07Étude de spécialité

Ce travail veut mettre en évidence deux aspects. Tout d’abord on va exposer quelques traits définitoires de la loi de flexibilité et ensuite on passera à la mise en pratique de la théorie a aide des poèmes en prose de Baudelaire.     
La loi de flexibilité se définit par la présence d’un mot étranger dans un texte, mais ce mot est modifié, voire altéré. La flexibilité c’est aussi la mise en question d’un fait intermédiaire. Ici, le mot fait image et il est seulement une approximation pour une réalité difficile à saisir. Il arrive que l’élément étranger ait de la souplesse et en même temps de la résistance dans le texte.
L’élément peut présenter aussi de la souplesse ou des déformations afin de rendre le texte ambigu. Rolin disait que «  les mots semblables à une cire molle, ont une flexibilité merveilleusement propre à prendre toutes sortes de formes, de sorte qu’on les manie et qu’on les tourne comme on le mot veut ».
Il y a beaucoup d’exemples de l’applicabilité de cette loi dans la littérature française. Par exemple, Claudel invente le mot « focaliser » d’après le portugais « focalizar » et le mot se laisse aisément adopter.
Il arrive parfois que le texte cite soit attribuer à un autre auteur. Stendhal dans La Chartreuse de Parme attribue à Pétrarque des vers de Métastase : « Non, vous ne me verrez jamais changer, / Beaux yeux qui m’avez appris à aimer ». Rousseau traduit ces vers d’une autre façon : « Non, non, beaux yeux m’apprîtes a soupirer, jamais vous ne me verrez changer mes affections ». Donc, Stendhal n’a pas résisté au plaisir d’introduire le nom du poète pas excellence de l’amour.
Un élément mythique peut aussi être déformé. Une strophe de Voyage, à la fin des Fleurs du Mal, la dédicace des Paradis artificiels suggère l’existence d’une tendresse véritablement amoureuse entre Oreste et Electre, ce qui n’apparaît dans aucun texte antique, où il parle d’ « Oreste de l’opium », de son épouse l’Electre aux bontés réparatrices.
Comme on a déjà dit, cette loi s’applique beaucoup dans les poèmes de Baudelaire. Dans Les tentations on retrouve la figure de Satan, mais un peu déformée : «  Deux superbes Satans et une Diablesse, non moins extraordinaires ». On a aussi des allusions a la Bible (le passage de la communion) qui ici mises sous une autre lumière que dans l’écriture sainte : « Buvez, ceci est mon sang, un parfait cordial ». Mais on retrouve aussi, comme le titre l’annonce déjà, le motif de la tentation primitive du couple Adam et Eve.

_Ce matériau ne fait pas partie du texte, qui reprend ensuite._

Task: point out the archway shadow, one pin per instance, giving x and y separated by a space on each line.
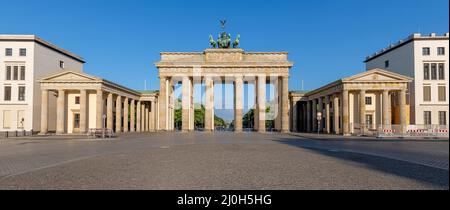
434 176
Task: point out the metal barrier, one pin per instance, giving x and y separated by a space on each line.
413 131
430 131
16 133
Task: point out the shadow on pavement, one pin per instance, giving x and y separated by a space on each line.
434 176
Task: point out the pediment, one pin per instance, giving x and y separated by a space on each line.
70 76
375 75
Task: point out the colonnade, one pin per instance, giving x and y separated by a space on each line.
120 114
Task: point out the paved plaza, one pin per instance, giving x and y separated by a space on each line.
222 160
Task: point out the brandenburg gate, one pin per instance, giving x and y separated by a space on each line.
223 63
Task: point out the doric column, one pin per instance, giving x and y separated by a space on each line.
186 104
284 104
262 103
99 109
362 110
44 112
402 103
327 114
109 111
314 115
143 117
320 109
125 115
336 113
60 112
119 114
385 109
345 112
294 116
83 111
238 103
147 116
152 115
308 116
163 102
209 104
132 115
138 117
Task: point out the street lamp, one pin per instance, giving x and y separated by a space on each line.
319 119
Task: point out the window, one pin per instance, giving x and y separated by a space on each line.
76 120
441 51
369 120
8 52
441 71
441 93
7 96
22 52
21 93
442 118
22 73
20 119
16 73
426 71
426 93
6 119
426 51
369 100
433 71
8 73
427 117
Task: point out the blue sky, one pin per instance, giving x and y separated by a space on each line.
326 39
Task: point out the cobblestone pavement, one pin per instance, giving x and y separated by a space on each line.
221 161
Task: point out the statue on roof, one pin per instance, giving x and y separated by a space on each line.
224 39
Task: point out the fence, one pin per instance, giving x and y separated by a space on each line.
11 134
433 131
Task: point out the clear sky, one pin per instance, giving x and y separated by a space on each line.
326 39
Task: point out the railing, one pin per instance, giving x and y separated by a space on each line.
399 130
100 133
16 133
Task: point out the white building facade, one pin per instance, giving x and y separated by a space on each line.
425 59
24 59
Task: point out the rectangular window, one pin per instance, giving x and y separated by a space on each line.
8 73
20 119
441 93
433 71
7 96
442 118
441 71
6 119
21 93
426 93
426 51
22 52
368 100
22 73
441 51
16 73
426 71
427 117
369 120
8 52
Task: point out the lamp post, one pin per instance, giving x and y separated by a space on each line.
319 119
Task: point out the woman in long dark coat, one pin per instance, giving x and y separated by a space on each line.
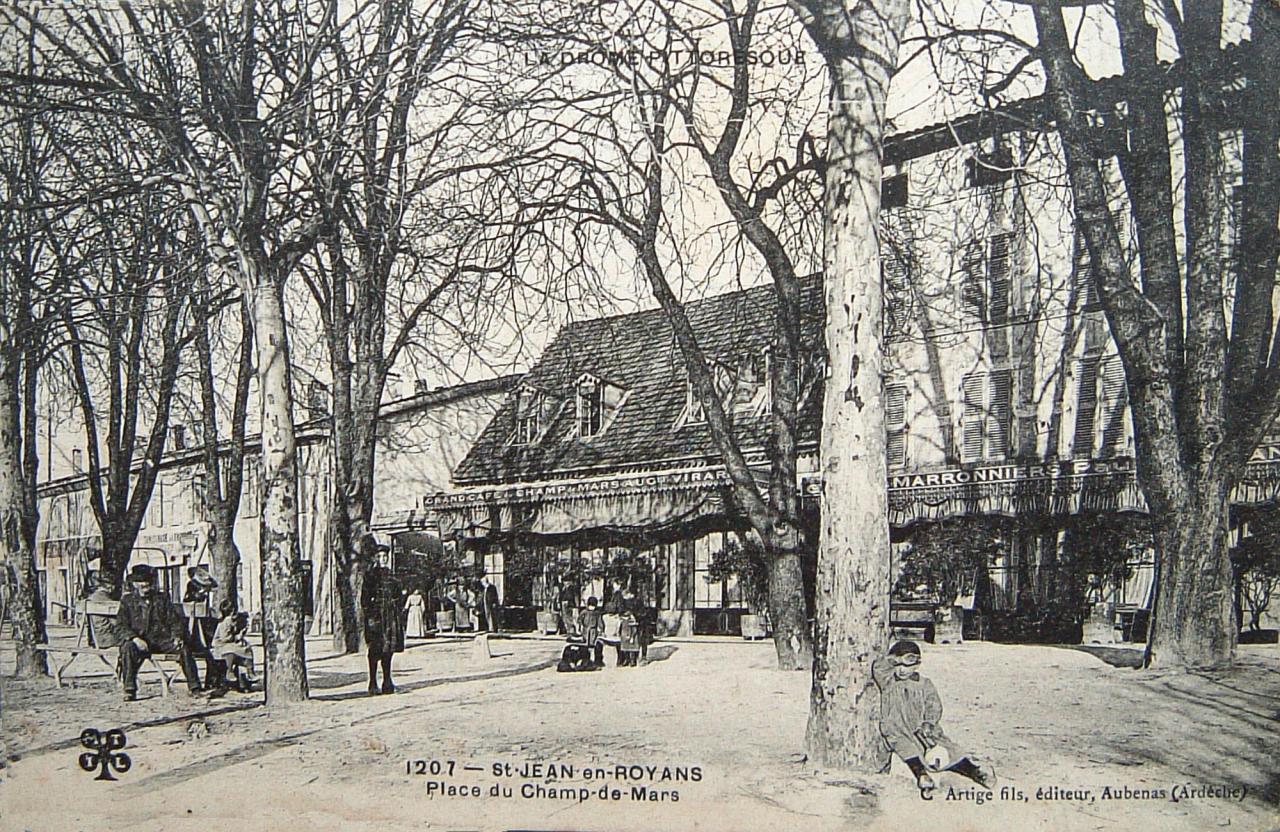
384 630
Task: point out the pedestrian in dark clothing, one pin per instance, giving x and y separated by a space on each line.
200 584
592 622
380 603
910 712
149 624
490 604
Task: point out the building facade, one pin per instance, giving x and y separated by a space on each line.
420 440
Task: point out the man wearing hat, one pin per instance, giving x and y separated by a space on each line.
380 603
150 624
200 584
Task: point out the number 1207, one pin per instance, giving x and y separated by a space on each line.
429 767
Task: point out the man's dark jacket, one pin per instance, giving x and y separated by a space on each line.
155 620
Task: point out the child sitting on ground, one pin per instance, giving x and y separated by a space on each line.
910 711
229 645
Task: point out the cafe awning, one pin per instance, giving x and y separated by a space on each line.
634 503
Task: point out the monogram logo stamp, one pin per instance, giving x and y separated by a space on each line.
104 753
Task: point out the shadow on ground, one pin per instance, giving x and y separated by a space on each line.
1115 657
1224 720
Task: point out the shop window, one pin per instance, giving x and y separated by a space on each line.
597 403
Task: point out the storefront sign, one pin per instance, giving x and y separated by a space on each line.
539 492
1013 472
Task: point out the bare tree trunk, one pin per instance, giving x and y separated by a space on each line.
283 593
224 476
16 552
787 611
853 584
1193 620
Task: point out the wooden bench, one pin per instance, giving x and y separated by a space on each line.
87 640
914 615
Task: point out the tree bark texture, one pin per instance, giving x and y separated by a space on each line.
1201 393
853 583
283 593
1194 621
17 556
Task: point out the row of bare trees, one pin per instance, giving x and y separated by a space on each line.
375 154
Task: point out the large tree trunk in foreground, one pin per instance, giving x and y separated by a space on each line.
283 593
355 412
853 586
16 552
1193 621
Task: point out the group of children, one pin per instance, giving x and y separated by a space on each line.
585 648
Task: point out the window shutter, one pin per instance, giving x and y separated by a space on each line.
1087 400
972 295
894 287
997 278
973 415
895 423
1086 275
1234 232
1114 397
1000 412
1086 288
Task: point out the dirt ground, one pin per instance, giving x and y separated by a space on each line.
716 732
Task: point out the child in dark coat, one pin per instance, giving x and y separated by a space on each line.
910 712
592 622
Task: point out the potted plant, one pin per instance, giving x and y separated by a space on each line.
745 560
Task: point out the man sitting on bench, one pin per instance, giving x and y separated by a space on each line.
147 624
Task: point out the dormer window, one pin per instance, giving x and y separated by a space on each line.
598 403
743 387
529 410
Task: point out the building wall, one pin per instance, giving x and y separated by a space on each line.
417 448
995 336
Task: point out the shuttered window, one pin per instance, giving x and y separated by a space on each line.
1233 234
1086 277
895 425
896 291
1114 400
973 415
973 295
997 278
1086 407
984 278
1000 412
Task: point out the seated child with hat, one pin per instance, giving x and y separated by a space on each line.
910 712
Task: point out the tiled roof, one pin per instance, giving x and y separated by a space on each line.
639 353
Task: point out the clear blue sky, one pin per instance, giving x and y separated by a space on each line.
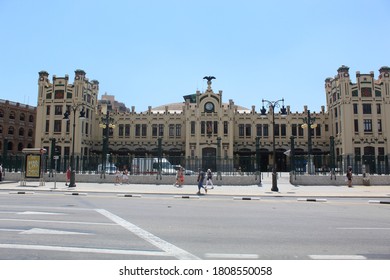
153 52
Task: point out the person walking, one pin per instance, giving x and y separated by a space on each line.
118 177
179 178
200 180
209 179
349 177
67 176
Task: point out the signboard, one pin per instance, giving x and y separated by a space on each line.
33 166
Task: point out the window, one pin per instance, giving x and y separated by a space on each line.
241 130
225 127
355 109
294 128
378 109
248 130
283 130
366 108
367 125
57 126
356 126
161 130
171 130
58 110
380 126
259 127
178 130
265 130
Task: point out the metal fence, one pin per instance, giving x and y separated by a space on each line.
248 165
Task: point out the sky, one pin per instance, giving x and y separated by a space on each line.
151 53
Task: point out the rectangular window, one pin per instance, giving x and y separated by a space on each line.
367 125
248 130
154 130
47 126
171 130
380 126
356 126
294 128
283 130
144 129
178 130
378 109
161 130
265 130
355 108
225 128
241 131
57 126
58 110
366 108
259 127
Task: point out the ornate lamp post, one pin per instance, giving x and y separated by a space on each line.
272 105
106 123
74 108
309 124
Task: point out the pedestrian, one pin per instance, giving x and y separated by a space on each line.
200 180
125 176
179 178
209 179
118 177
67 176
349 177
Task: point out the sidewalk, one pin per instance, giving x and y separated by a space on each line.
264 190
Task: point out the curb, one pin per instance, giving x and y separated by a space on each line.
379 202
312 199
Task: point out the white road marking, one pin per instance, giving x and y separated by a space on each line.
337 257
147 236
59 222
50 231
84 250
231 256
365 228
39 213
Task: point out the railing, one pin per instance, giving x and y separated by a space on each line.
237 165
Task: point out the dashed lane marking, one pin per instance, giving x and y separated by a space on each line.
147 236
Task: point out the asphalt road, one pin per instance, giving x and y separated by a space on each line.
164 227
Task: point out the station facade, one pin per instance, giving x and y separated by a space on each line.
203 125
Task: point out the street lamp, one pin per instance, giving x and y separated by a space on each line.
107 122
309 124
74 108
272 105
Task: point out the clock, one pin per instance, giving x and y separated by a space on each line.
209 107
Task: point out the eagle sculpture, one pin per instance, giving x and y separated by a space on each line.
208 78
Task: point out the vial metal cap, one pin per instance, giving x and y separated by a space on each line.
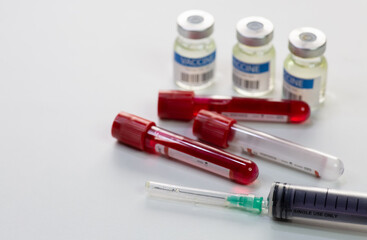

Les notions de bien et de mal reposent sur d’autres mécanismes les Satans et la Diablesse respectivement sont confondus par le rêveur avec « de vrais Dieux ». Par la suite, le narrateur attribue aux trois figures des traits renvoyant à un imaginaire païen, empruntant notamment aux divinités gréco-romains, ce qui est manifeste dans le titre qui convoque Eros et Plutus et dans le texte où l'Eros est comparé aux « anciens Bacchus ». On peut également établir un parallèle entre le deuxième Satan et le Baal babylonien ou la figure très ancienne de l'ogre.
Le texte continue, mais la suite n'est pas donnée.